Like a storm, Misaki hurled over the couch and dashed into the kitchen, much to Fushimi’s wariness. Okay, now came the moment of truth. He wasn’t nervous at all. Who would need Misaki’s approval anyway?
He didn’t turn all the way around to stare at the kitchen door, waiting for Misaki’s return. Totally not.
“Saruhiko! Did you actually make these kabobs? They’re so fucking GOOD! I didn’t know you can cook things like this! So cool!”
Fushimi could hear chewing sounds in between loud praises, and had to fight with himself not to smile.
“I see the cupcake box! …. Ah. This – this is! Saru, you remember!”
Another earsplitting storm of footsteps. Misaki reappeared in the living room, one hand holding the kabob dish and the other the cake box. He placed everything on the table and reclaimed his spot on the couch, leaning so close to Fushimi that they practically shared living space. His hazel eyes were all wide and shine, they almost looked like glowing amber.
Not really knowing what to say, Fushimi shrugged. “Happy valentine’s day, I guess?”
“I am definitely happy! Thank you!” Misaki grinned, a rosy blush crept onto his cheeks and the tips of his ears. “ I-I did make some pudding for you earlier today, the kind with mild flavour that you like. They’re on the highest shelf of the fridge so I guess you didn’t see it. We can enjoy it later, okay?”
“So that’s my present?”
“Y-Yeah. And…, uhm, this is Chitose’s stupid suggestion, but, one more, here, so…” Stuttering every two words, Misaki shyly raised his right wrist, showing a beautiful red ribbon tied into a small bow. “W-Well?”

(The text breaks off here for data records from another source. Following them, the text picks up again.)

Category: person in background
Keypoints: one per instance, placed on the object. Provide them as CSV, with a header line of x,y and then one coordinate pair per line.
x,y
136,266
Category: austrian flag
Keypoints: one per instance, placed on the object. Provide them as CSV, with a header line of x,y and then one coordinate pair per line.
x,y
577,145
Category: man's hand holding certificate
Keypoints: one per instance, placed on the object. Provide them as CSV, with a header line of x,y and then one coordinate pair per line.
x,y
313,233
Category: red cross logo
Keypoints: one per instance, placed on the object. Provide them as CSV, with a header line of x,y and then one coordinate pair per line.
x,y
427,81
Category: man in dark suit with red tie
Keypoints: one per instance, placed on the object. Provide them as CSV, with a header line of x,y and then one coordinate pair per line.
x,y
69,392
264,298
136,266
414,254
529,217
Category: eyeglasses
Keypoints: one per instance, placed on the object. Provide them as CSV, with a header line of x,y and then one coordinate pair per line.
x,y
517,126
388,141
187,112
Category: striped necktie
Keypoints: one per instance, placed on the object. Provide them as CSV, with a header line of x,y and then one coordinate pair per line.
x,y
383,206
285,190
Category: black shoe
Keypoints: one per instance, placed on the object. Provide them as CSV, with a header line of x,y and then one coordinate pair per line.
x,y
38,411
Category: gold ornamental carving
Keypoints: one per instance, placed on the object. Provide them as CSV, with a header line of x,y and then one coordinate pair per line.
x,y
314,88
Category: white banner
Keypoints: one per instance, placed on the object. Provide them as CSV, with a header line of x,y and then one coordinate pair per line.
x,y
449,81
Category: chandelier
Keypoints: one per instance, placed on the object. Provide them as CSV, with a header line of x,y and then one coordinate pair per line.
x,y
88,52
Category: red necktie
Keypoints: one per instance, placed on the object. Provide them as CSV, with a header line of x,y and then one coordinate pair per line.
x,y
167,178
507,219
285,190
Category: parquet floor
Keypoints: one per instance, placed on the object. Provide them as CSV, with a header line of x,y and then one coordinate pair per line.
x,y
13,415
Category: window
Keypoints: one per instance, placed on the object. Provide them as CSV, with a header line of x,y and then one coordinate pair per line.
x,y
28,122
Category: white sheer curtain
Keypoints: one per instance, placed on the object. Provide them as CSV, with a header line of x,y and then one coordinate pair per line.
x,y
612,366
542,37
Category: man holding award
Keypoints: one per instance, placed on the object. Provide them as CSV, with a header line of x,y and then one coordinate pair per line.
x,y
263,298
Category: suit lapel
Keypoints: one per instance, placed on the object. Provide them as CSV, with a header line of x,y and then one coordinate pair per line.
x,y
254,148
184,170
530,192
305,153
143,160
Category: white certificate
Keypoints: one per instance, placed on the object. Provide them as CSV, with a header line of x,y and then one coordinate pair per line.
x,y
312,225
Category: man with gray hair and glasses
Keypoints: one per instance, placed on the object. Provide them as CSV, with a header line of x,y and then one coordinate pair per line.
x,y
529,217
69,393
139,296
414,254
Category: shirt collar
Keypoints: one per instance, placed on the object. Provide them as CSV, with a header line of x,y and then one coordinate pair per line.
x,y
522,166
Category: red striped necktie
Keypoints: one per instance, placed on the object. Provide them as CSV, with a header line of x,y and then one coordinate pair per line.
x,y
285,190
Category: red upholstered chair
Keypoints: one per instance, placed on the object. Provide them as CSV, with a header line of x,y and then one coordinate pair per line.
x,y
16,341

Fushimi stared, as though he couldn’t believe his eyes. “Misaki…”
“B-But we should eat first, nah…?”
“Sure.” Even as he said that, Fushimi had already closed the gap between them and went for a searing kiss, arms wrapping around Misaki’s waist. Warm and sweet and just a hint of pineapple, the taste of Misaki’s kiss was as rewarding as always. He pulled away a little just to push the redhead further to the back of the couch, chest heaving for air, and lowered back down with the intent to bring their lips together again.

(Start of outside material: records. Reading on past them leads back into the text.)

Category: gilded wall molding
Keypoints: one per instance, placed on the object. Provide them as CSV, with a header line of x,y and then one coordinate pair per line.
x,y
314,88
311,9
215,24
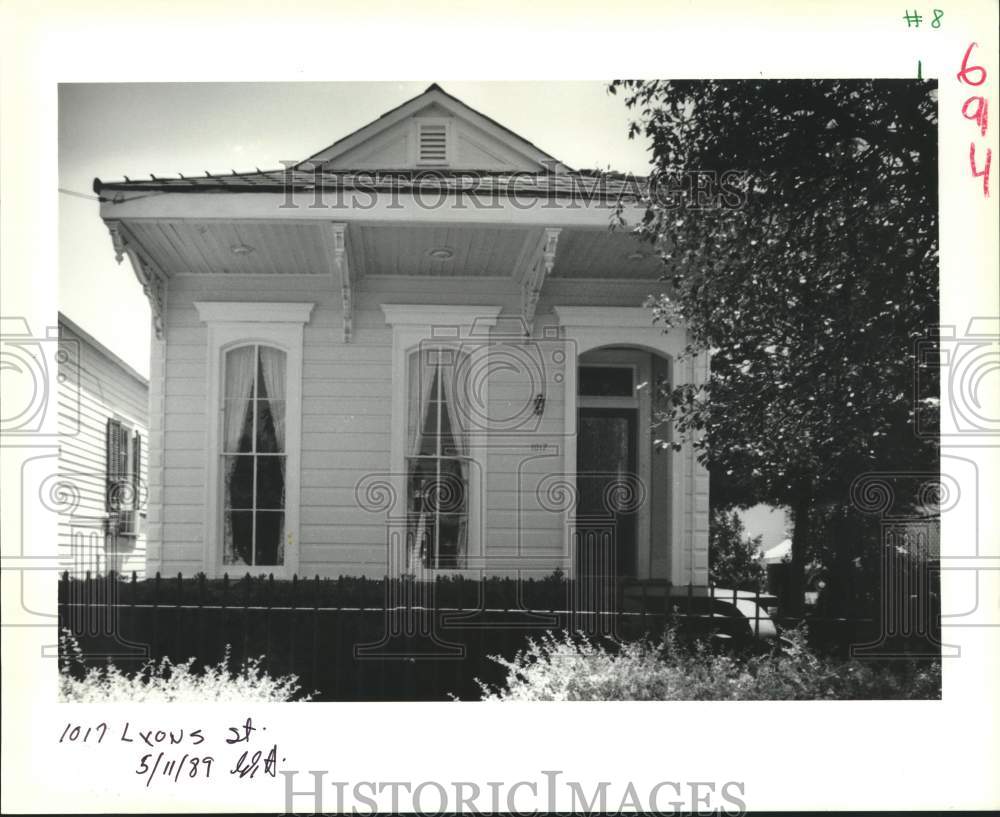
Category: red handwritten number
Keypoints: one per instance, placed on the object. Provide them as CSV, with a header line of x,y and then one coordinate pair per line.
x,y
979,115
963,75
985,172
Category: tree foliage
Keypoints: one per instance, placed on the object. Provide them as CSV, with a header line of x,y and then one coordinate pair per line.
x,y
810,283
734,558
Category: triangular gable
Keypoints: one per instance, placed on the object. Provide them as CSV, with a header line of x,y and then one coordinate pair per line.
x,y
434,131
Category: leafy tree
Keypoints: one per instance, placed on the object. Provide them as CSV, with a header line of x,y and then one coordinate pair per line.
x,y
734,559
810,282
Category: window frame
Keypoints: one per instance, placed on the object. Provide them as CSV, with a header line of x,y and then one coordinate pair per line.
x,y
133,474
254,455
437,396
441,326
229,326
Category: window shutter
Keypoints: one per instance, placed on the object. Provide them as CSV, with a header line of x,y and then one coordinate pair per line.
x,y
432,141
114,452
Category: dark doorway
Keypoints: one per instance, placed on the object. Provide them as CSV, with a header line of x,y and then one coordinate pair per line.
x,y
606,466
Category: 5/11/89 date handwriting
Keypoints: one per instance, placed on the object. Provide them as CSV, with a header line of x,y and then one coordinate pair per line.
x,y
174,768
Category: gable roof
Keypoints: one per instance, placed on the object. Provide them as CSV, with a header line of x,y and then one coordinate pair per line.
x,y
510,151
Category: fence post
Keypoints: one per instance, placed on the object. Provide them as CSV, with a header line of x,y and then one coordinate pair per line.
x,y
200,622
756,613
222,612
245,616
293,618
131,608
156,616
178,614
268,600
315,650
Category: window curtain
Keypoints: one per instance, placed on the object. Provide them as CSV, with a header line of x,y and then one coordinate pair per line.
x,y
240,366
456,404
272,367
239,389
422,372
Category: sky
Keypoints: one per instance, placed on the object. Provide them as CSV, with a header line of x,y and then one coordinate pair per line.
x,y
113,130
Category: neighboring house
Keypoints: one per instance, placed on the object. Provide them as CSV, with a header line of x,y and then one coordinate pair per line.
x,y
420,351
103,417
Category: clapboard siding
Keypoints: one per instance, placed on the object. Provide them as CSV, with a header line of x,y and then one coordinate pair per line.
x,y
94,385
346,419
347,423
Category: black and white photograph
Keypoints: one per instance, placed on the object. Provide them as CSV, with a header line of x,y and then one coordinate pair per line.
x,y
431,413
390,395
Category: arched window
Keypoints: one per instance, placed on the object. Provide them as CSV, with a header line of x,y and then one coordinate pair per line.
x,y
437,472
254,456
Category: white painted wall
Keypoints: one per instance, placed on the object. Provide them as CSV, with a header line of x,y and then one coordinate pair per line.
x,y
94,386
346,421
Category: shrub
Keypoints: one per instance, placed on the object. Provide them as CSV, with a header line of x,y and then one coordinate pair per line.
x,y
572,668
166,682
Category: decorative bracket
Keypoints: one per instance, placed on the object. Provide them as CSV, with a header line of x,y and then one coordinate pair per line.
x,y
540,265
343,272
149,275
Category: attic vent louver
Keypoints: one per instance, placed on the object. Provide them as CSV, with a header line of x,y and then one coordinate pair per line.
x,y
432,144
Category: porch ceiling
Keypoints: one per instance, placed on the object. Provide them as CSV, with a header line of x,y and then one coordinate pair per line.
x,y
288,247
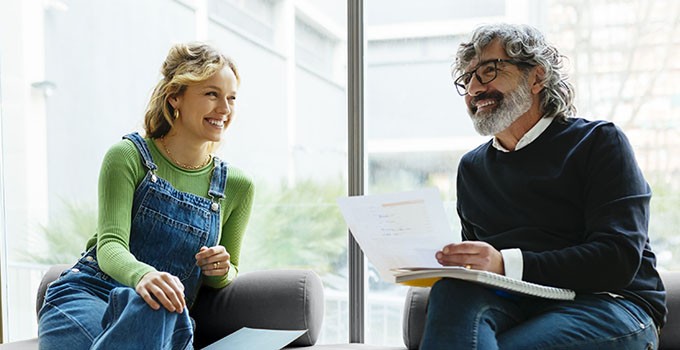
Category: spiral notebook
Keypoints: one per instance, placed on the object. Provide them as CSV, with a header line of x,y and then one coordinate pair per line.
x,y
425,277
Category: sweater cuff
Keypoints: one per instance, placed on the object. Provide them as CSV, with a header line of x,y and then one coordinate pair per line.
x,y
513,263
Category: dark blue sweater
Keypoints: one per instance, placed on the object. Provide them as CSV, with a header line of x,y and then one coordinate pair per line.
x,y
577,205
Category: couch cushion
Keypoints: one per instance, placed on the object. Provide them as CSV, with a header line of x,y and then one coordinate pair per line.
x,y
271,299
670,334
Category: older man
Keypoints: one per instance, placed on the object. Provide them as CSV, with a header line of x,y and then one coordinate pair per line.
x,y
551,199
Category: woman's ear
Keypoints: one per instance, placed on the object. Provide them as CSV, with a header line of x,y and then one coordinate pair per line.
x,y
174,101
539,75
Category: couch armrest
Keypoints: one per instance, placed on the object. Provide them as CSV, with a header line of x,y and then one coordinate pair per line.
x,y
414,316
274,299
416,303
670,334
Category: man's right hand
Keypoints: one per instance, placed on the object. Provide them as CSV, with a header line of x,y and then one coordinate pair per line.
x,y
162,287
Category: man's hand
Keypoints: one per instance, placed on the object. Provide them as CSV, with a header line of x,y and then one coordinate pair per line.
x,y
473,255
214,261
155,287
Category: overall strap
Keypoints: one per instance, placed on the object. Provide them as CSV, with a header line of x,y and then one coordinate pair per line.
x,y
218,182
143,149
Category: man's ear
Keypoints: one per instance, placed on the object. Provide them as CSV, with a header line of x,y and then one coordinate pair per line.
x,y
537,85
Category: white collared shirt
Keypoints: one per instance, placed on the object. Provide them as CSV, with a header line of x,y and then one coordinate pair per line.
x,y
513,263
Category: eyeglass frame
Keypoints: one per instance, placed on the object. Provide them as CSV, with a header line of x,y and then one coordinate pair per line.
x,y
495,61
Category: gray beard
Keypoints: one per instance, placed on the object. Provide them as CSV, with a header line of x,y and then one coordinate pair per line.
x,y
514,105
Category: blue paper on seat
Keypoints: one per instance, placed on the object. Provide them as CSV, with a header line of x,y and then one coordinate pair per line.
x,y
255,338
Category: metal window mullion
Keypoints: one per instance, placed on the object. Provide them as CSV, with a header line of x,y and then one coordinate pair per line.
x,y
355,116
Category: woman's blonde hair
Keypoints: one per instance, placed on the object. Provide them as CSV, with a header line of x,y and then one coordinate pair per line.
x,y
186,64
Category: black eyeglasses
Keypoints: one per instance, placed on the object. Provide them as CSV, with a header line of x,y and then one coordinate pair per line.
x,y
485,72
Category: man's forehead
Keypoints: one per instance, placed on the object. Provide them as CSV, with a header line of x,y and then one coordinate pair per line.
x,y
492,51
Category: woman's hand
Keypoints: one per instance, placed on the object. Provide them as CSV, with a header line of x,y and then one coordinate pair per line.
x,y
155,287
214,261
476,255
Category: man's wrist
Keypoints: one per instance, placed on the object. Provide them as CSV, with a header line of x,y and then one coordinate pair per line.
x,y
513,263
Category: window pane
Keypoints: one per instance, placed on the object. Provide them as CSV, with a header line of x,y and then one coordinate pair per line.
x,y
81,75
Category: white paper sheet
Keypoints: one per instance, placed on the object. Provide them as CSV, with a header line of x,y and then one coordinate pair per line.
x,y
397,230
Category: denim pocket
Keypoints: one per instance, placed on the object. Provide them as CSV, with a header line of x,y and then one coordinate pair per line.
x,y
169,243
639,318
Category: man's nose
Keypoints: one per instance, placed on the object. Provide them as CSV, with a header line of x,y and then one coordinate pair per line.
x,y
475,87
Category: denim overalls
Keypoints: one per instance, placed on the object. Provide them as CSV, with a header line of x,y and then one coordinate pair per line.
x,y
87,309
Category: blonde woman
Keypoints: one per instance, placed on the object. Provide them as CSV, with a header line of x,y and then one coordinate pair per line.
x,y
171,218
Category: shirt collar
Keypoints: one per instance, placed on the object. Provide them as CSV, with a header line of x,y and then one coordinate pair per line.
x,y
528,138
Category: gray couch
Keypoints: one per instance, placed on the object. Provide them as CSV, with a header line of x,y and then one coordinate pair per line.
x,y
293,299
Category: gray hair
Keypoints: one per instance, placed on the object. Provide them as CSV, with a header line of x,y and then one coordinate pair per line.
x,y
527,44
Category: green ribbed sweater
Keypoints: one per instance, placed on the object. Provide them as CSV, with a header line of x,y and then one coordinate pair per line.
x,y
122,171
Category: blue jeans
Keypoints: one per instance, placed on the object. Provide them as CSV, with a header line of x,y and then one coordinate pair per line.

Only to meet with the taste of cream and sugar.
Fushimi opened his eyes to see that instead of Misaki, he had just kissed the angry-looking penguin on the cupcake. The real Misaki was hiding behind it and blushing really bad like a virgin he was.
“Damn it! I said, a-after dinner!”
Fushimi kissed the penguin again and laughed. Being romantic was difficult, but this was so worth it.